The rationale behind this statement derives from four simple facts. First, the projected increase in the number of people that will have joined our ranks by the year 2050 -- a median best-guess of 3.7 billion from the time of Wallace's publication -- is more sure of occurring than is any other environmental change currently underway or looming on the horizon. Second, these extra people will need a whopping amount of extra food. Third, it will take an equally whopping amount of extra water to grow that extra food. And fourth, there is no extra water.

"Over the entire globe," therefore, Wallace writes that "a staggering 67% of the future population of the world may experience some water stress," which translates into food insufficiency. And food insufficiency results in malnutrition, which in the most extreme cases ultimately leads to starvation.

So what's the solution? There's only one answer, according to Wallace: we must produce much more food per unit of available water, which leads to the most important question of all: How can it be done?

Wallace discusses in some detail what would appear to be the only alternatives.
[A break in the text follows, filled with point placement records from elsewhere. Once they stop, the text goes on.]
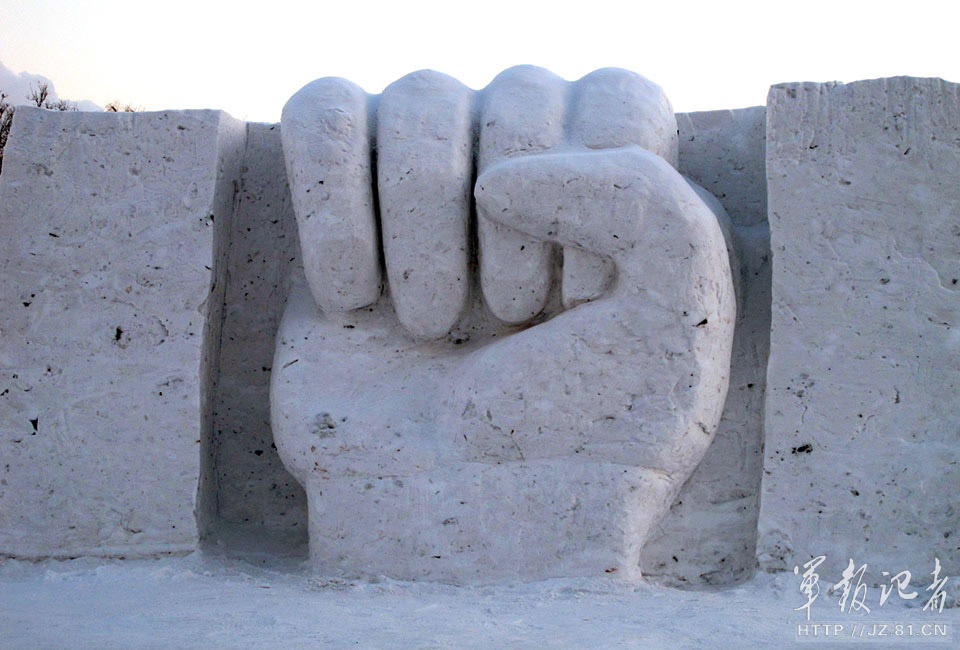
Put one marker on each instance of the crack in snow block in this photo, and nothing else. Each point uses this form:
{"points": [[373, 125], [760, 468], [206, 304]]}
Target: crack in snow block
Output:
{"points": [[709, 535], [862, 418], [112, 248], [477, 449], [253, 487]]}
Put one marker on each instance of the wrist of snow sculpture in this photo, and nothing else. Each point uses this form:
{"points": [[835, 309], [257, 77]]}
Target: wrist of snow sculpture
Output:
{"points": [[525, 394]]}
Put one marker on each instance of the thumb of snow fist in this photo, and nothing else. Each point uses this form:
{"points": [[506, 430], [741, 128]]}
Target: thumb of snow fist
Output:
{"points": [[510, 375]]}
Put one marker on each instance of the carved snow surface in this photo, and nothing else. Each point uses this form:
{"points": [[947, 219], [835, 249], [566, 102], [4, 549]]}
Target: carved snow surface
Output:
{"points": [[434, 439]]}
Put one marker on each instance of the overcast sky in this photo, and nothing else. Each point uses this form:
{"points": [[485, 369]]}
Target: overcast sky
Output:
{"points": [[248, 58]]}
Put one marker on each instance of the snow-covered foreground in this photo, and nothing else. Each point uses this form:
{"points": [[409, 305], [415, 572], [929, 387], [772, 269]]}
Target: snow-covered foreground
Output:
{"points": [[207, 600]]}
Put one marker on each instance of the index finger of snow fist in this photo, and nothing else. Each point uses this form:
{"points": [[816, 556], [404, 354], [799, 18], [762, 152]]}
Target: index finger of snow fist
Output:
{"points": [[523, 113], [613, 108]]}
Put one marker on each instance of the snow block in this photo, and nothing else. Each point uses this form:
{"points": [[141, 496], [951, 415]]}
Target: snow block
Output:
{"points": [[112, 248], [862, 422]]}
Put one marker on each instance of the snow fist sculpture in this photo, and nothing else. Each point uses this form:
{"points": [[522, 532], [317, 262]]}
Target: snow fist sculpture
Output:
{"points": [[495, 407]]}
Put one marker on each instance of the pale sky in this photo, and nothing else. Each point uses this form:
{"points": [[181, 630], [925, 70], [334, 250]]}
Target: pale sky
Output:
{"points": [[249, 57]]}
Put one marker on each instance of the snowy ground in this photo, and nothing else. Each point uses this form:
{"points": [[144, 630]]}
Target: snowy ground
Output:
{"points": [[208, 600]]}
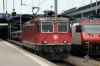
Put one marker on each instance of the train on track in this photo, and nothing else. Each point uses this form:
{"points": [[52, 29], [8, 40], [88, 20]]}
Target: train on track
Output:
{"points": [[49, 37], [85, 36]]}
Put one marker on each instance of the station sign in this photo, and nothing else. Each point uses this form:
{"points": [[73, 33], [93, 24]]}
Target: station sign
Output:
{"points": [[5, 16]]}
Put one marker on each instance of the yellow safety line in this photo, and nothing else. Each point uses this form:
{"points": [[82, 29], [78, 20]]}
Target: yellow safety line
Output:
{"points": [[95, 61]]}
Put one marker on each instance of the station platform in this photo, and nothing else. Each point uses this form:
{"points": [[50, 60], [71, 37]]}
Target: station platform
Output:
{"points": [[12, 55]]}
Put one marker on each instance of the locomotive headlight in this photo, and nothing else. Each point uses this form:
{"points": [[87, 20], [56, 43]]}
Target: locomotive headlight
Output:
{"points": [[87, 42], [45, 42], [65, 42]]}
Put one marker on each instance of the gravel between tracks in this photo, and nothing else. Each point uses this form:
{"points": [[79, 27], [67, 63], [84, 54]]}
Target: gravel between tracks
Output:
{"points": [[78, 61]]}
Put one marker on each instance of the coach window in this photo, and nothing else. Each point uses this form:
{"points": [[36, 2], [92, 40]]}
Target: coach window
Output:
{"points": [[47, 27], [38, 26], [31, 28], [78, 29], [62, 26]]}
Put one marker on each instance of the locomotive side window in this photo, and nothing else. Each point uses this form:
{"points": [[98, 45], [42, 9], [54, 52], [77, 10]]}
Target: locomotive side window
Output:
{"points": [[78, 28], [31, 28], [38, 26], [62, 27], [24, 28], [47, 27]]}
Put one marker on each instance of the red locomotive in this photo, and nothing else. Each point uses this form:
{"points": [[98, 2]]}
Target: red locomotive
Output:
{"points": [[86, 35], [48, 36]]}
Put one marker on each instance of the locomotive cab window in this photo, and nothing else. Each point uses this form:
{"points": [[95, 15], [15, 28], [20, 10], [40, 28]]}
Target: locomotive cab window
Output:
{"points": [[47, 27], [78, 28], [63, 27]]}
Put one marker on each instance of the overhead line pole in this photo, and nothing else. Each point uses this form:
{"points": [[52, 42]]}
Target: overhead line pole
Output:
{"points": [[55, 8]]}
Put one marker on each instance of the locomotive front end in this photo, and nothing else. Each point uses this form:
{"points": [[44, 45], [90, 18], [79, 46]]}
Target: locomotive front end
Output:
{"points": [[91, 38]]}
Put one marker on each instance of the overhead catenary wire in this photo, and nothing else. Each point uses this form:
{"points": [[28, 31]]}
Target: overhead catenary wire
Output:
{"points": [[21, 6]]}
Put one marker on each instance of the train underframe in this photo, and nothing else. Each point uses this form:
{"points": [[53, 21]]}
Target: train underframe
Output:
{"points": [[50, 52], [90, 49]]}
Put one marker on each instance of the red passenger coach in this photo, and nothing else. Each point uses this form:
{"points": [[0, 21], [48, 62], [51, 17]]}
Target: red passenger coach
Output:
{"points": [[86, 35], [48, 36]]}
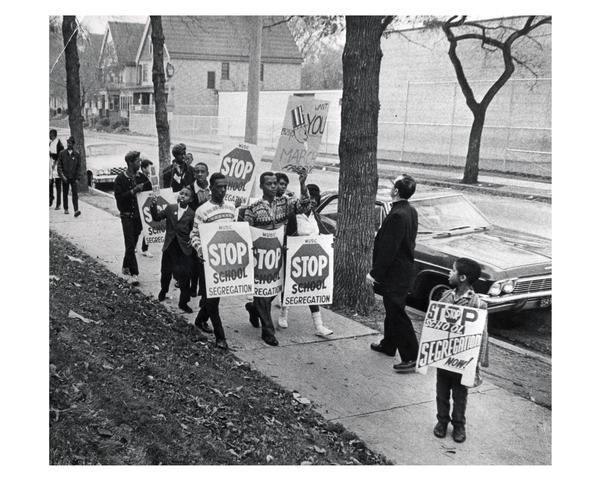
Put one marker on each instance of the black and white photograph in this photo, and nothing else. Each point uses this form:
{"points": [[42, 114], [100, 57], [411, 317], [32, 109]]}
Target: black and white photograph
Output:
{"points": [[300, 238]]}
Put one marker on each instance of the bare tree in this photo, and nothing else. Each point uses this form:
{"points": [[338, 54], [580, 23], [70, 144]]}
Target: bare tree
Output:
{"points": [[495, 38], [160, 96], [69, 31], [358, 179]]}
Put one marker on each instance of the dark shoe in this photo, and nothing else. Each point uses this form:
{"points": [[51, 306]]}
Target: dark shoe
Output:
{"points": [[405, 367], [379, 348], [440, 429], [270, 340], [459, 434], [254, 320], [185, 307], [205, 327]]}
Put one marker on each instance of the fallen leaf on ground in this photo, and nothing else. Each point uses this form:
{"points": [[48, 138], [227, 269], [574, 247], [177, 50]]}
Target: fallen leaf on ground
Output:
{"points": [[73, 314]]}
First, he suggests we must greatly augment water conservation measures wherever possible and implement every conceivable efficiency-enhancing procedure in irrigated and rain fed agriculture. Second, we must do everything we can, as he says, "to fix more carbon per unit of water transpired." That is to say, we must strive to dramatically increase plant water use efficiency.

Human ingenuity will surely enable great strides to be made in all of these areas over the coming decades. But will the improvements be large enough to meet the challenges we will face? At the present time, no one can answer this question with any confidence. In fact, pessimism permeates most thinking on the subject; for as Wallace correctly reports, "the global scientific community is not currently giving this area sufficient attention."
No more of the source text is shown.